Now back to the pen/word thingy. A spelling mistake or poor grammar in a nice glossy brochure or on a sparkly new website will slash your sales more effectively than a swashbuckling competitor. Do not expect the printer or web techie person to notice the mistake, they might, if they are not distracted by the pigs flying past the window, but it’s not their job. If you are a printer and on your website it is obvious you do not know the difference between stationery and stationary you are not going to inspire confidence in prospective customers. If you are selling DVD’s you have probably lost about half your potential customers – those people who care about the use of apostrophes. It’s not difficult, ‘s is possessive except when it isn’t, then it is its. So, no apologies for suggesting a proof-reader is the first professional you engage. I do apologise for any typos or grammar faux pas here; it is a blog post, not a glossy brochure, sparky website or a pdf you are going to email to all your business contacts.

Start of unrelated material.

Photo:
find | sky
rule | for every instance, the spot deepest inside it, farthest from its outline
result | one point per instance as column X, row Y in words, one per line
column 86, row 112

My next level would be bookkeeper/accountant. Interesting fact about bookkeeper, it’s the only word in the English language that has three consecutive double letters. Accountants are pretty cool as well; they can help you set up a great accounting and data recording systems which will enable you to keep your finger on the business pulse. (If you are an accountant still hire one, you will leave it all to the last minute or, even worse, until it is too late.) What gets measured gets are attention.
What goes in the next levels will depend upon your individual circumstances, skills and proclivities. There is a useful grid thingy that can help you to decide. You can thank two psychiatrists for the format, Joseph Luft and Harrington Ingham, who came up with the Johari window (it’s a combination of parts of their names). It is a technique that helps people better understand their relationship with themselves and others. More importantly it introduced the square to management consultants who took it to heart and developed it further. For SWAT and PEST analysis no name was needed, however when the Boston Consulting Group wanted to analyse product portfolios the window became a matrix.
I will stick with grid thingy for mine when it comes to task analysis. Assessing what outside help to get next you, obviously, want to concentrate on the bottom right of the grid. Which square you tackle after that depends on whether your focus is on fun or business success. Business success = dealing with bottom left before top right.
Eventually, if you are very successful, you will start nibbling away at the top left until all that is left is playing golf. That would put me firmly in the bottom right.